In one recent case from among the 18 airmen he’s handled since January, a client feared a pre-trial meeting with a civilian defense attorney who had aggressively questioned and intimidated her in an interview.

“So I told her, ‘I’m going in there with you and we can limit the time. If he’s at all disrespectful, we’ll get up and walk out,’ ” Kouba said. “She didn’t even know she was allowed to do that.”

Kouba, previously a prosecutor at Andrews, says he doesn’t have to back down to authority when a client’s needs are on the line.

“I’m a captain, but in this job I feel very comfortable going to a colonel or a general and telling them my client needs help,” he said. “I’m not directing them to do anything, but I can get allies for [clients] that maybe they couldn’t get for themselves.”

Bellflower, based at Keesler Air Force Base, Miss., said he has plenty of leeway to advocate for clients, whether it means talking freely to the media or victims advocacy groups, or contending with senior officers.

“If I’m dealing with a guy that outranks me ... I’m being respectful. I’m saying ‘sir’ and ‘ma’am,” he said. “But I’m still pushing them to make a decision that’s favorable to my client.

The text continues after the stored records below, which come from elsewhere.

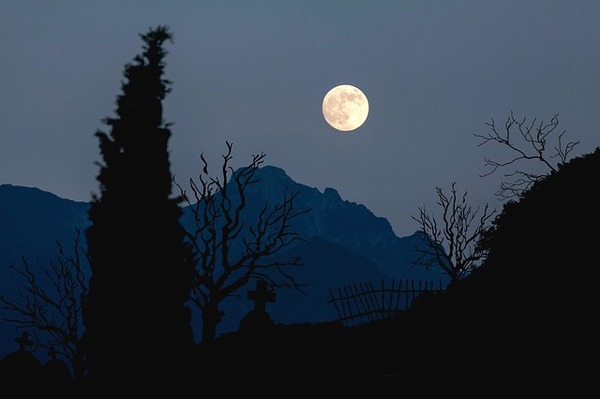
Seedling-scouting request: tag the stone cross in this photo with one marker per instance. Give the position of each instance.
(52, 353)
(261, 296)
(23, 341)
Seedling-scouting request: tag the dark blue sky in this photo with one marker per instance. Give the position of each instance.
(255, 73)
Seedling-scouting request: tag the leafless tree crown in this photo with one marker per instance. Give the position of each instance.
(451, 241)
(525, 140)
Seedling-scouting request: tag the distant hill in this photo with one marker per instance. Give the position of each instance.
(345, 243)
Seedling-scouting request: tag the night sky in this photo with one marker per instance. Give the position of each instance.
(255, 73)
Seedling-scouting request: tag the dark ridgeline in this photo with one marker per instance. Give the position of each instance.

“No one within my chain of command has even remotely uttered a word against anything I’m doing.”

Changing the culture

Special victims’ counsels believe they are changing the military legal system to ease the fear of exposure and retaliation that many military sexual assault victims feel.

“We are changing the culture for the good,” Kouba said. “I think this is going to help create an environment where people feel more comfortable coming forward.”

It won’t happen overnight, Bellflower said, but the reporting rate for sexual assault should increase.

“Word is going to get out,” he said. “It’s going to trickle down into the community that you do have someone on your side.”

Bellflower, who joined the military as an enlisted Marine, said the effect could be more profound if the military as a whole embraced special victims’ counsels. The defense authorization bill produced last month by the Senate Armed Services Committee would require each military branch to do just that.

“I hope that happens,” he said. “If they do that, it’s going to have a huge impact.”

Reach a Special Victims’ Counsel

Under a change that took effect last week, airmen who have been victims of sexual assault or other sexual misconduct can contact special victims’ counsels directly for guidance, even before submitting a report. Discussions with SVCs take place under attorney-client privilege, and do not constitute a report of sexual assault. Until now, victims were referred to SVCs by sexual assault response coordinators or medical personnel after a report of sexual assault. Each unit and squadron will post contact information to reach a regional SVC office, Air Force officials said.